# Exploring Hacker News posts

Hacker News is a site started by the startup incubator Y Combinator, where user-submitted stories (known as "posts") are voted and commented upon, similar to reddit. 

Hacker News is extremely popular in technology and startup circles, and posts that make it to the top of Hacker News' listings can get hundreds of thousands of visitors as a result.

In [1]:
from csv import reader

opened_file = open('HN_posts_year_to_Sep_26_2016.csv')
readed_list = list(reader(opened_file))
hn_data_header = readed_list[0]
hn_data = readed_list[1:]

print('Header:')
print(hn_data_header,'\n')
print('Data:')
for row in hn_data[0:5]:
    print(row)
print('...','\n')
print('Total:')
print(len(hn_data))

Header:
['id', 'title', 'url', 'num_points', 'num_comments', 'author', 'created_at'] 

Data:
['12579008', 'You have two days to comment if you want stem cells to be classified as your own', 'http://www.regulations.gov/document?D=FDA-2015-D-3719-0018', '1', '0', 'altstar', '9/26/2016 3:26']
['12579005', 'SQLAR  the SQLite Archiver', 'https://www.sqlite.org/sqlar/doc/trunk/README.md', '1', '0', 'blacksqr', '9/26/2016 3:24']
['12578997', 'What if we just printed a flatscreen television on the side of our boxes?', 'https://medium.com/vanmoof/our-secrets-out-f21c1f03fdc8#.ietxmez43', '1', '0', 'pavel_lishin', '9/26/2016 3:19']
['12578989', 'algorithmic music', 'http://cacm.acm.org/magazines/2011/7/109891-algorithmic-composition/fulltext', '1', '0', 'poindontcare', '9/26/2016 3:16']
['12578979', 'How the Data Vault Enables the Next-Gen Data Warehouse and Data Lake', 'https://www.talend.com/blog/2016/05/12/talend-and-Â\x93the-data-vaultÂ\x94', '1', '0', 'markgainor1', '9/26/2016 3:14']
... 



#### Columns descriptions

| Index | Label       | Description                                        |
|:-----:|:-----------:|:---------------------------------------------------|
|0      |id           |The unique identifier from Hacker News for the post |
|1      |title        |The title of the post
|2      |url          |The URL that the posts links to, if it the post has a URL
|3      |num_points   |The number of points the post acquired, calculated as the total number of upvotes minus the total number of downvotes
|4      |num_comments |The number of comments that were made on the post
|5      |author       |The username of the person who submitted the post
|6      |created_at   |The date and time at which the post was submitted

#### Filtering data
Now that we've removed the headers from hn, we're ready to filter our data.

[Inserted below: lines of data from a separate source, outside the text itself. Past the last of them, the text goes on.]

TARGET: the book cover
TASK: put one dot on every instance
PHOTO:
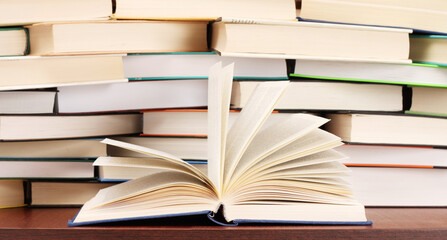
(301, 173)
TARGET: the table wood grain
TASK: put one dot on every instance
(388, 223)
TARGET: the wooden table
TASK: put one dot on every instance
(388, 223)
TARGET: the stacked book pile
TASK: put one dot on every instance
(73, 73)
(398, 149)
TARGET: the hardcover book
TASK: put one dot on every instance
(431, 14)
(27, 102)
(13, 41)
(208, 10)
(22, 12)
(14, 128)
(429, 49)
(134, 95)
(402, 74)
(389, 129)
(327, 96)
(103, 37)
(62, 193)
(12, 193)
(306, 40)
(428, 101)
(285, 173)
(195, 65)
(47, 72)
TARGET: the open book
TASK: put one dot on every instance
(284, 171)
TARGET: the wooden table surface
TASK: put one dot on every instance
(388, 223)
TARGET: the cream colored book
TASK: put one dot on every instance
(27, 102)
(66, 148)
(286, 172)
(66, 126)
(429, 15)
(12, 193)
(21, 12)
(97, 37)
(429, 101)
(326, 95)
(401, 129)
(204, 9)
(307, 40)
(429, 49)
(13, 42)
(62, 193)
(46, 72)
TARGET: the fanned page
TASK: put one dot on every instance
(219, 95)
(283, 171)
(259, 107)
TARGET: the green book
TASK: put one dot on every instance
(428, 75)
(428, 49)
(14, 41)
(428, 101)
(53, 168)
(195, 65)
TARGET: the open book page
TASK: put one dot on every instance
(162, 155)
(275, 136)
(141, 162)
(165, 193)
(313, 142)
(259, 107)
(219, 94)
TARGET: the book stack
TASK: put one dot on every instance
(397, 155)
(148, 75)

Since we're only concerned with post titles beginning with Ask HN or Show HN, we'll create new lists of lists containing just the data for those titles.

In [2]:
ASK_HN = 'ask hn'
SHOW_HN = 'show hn'

ask_posts = []
show_posts = []
other_posts = []

for row in hn_data:
    
    title = str(row[1]).lower()
    
    if (title.startswith(ASK_HN)):
        ask_posts.append(row)
    elif (title.startswith(SHOW_HN)):
        show_posts.append(row)
    else:
        other_posts.append(row)
        
print('Ask posts:', len(ask_posts))
print('Show posts:', len(show_posts))
print('Other posts:', len(other_posts))

Ask posts: 9139
Show posts: 10158
Other posts: 273822


Next, let's determine if ask posts or show posts receive more comments on average.

In [3]:
total_ask_comments = 0
for row in ask_posts:
    total_ask_comments += int(row[4])
avg_ask_comments = total_ask_comments/len(ask_posts)
print ('Average num comments in Ask posts:', avg_ask_comments)

total_show_comments = 0
for row in show_posts:
    total_show_comments += int(row[4])
avg_show_comments = total_show_comments/len(show_posts)
print ('Average num comments in Show posts:', avg_show_comments)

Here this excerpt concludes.